Hacer ciencia significa seguir un proceso sistemático y riguroso para investigar, comprender y explicar fenómenos naturales, sociales o abstractos.
Este proceso sistemático es lo que llamamos método científico.
El método científico se basa en obtener datos, generar una teoría que los explique, producir hipótesis comprobables basadas en la teoría y comprobar esas hipótesis de manera empírica.
Una teoría es una explicación sistemática de un fenómeno. Organiza los hechos conocidos, nos permite predecir nuevos hechos y ejercer cierto grado de control sobre el fenómeno.
Las hipótesis son predicciones específicas y comprobables derivadas de una teoría.

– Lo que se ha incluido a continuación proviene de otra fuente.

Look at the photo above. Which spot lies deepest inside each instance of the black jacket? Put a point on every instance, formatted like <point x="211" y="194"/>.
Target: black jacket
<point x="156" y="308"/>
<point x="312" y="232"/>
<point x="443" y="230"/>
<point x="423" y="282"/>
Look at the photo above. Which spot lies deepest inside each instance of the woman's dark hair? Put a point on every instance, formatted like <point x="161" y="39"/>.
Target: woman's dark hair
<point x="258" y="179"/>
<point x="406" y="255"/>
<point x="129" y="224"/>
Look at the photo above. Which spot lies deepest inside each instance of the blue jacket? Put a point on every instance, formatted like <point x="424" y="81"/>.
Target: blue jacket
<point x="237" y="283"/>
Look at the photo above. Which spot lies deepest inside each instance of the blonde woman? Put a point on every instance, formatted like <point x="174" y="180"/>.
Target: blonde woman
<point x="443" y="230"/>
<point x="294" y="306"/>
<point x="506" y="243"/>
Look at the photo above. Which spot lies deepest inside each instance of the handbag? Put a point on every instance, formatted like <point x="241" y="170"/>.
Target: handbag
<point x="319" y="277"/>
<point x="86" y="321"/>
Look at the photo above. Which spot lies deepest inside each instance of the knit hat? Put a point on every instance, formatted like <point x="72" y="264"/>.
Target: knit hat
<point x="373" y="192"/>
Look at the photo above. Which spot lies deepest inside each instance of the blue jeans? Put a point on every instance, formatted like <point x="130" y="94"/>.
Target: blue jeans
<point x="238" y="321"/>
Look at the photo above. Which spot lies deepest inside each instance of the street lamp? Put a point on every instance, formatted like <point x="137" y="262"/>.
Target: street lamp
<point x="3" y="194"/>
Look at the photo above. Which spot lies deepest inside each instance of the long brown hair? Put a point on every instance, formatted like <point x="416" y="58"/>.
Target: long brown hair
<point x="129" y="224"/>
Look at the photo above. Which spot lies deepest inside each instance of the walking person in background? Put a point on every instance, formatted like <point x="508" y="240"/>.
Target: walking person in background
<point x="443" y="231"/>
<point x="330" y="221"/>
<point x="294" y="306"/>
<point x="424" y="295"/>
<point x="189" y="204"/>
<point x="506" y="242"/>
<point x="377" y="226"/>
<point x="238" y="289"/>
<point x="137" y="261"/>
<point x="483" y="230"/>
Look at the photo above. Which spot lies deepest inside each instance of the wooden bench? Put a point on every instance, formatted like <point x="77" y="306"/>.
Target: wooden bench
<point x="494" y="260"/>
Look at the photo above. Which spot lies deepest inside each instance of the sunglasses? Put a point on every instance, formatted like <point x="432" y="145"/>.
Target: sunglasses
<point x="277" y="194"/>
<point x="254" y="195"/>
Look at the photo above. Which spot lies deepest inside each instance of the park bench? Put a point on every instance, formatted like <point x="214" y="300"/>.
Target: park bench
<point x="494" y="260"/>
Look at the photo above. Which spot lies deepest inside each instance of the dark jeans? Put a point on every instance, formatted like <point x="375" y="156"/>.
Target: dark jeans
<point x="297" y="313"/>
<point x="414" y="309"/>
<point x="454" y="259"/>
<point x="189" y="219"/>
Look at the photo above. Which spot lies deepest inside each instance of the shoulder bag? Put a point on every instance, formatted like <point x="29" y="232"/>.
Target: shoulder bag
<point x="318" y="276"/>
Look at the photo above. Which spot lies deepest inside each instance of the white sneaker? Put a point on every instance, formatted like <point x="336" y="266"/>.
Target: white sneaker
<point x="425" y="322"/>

La psicología utiliza el método científico para responder a preguntas sobre la mente y el comportamiento humano.
Ejemplo de método científico en psicología
Por ejemplo: hombres, mujeres y agresiones.
Muchas personas creen que los varones son naturalmente más agresivos que las mujeres. Otras, que los niños aprenden a ser agresivos porque la sociedad les exige ser combativos, incluso violentos. ¿Qué dice la psicología?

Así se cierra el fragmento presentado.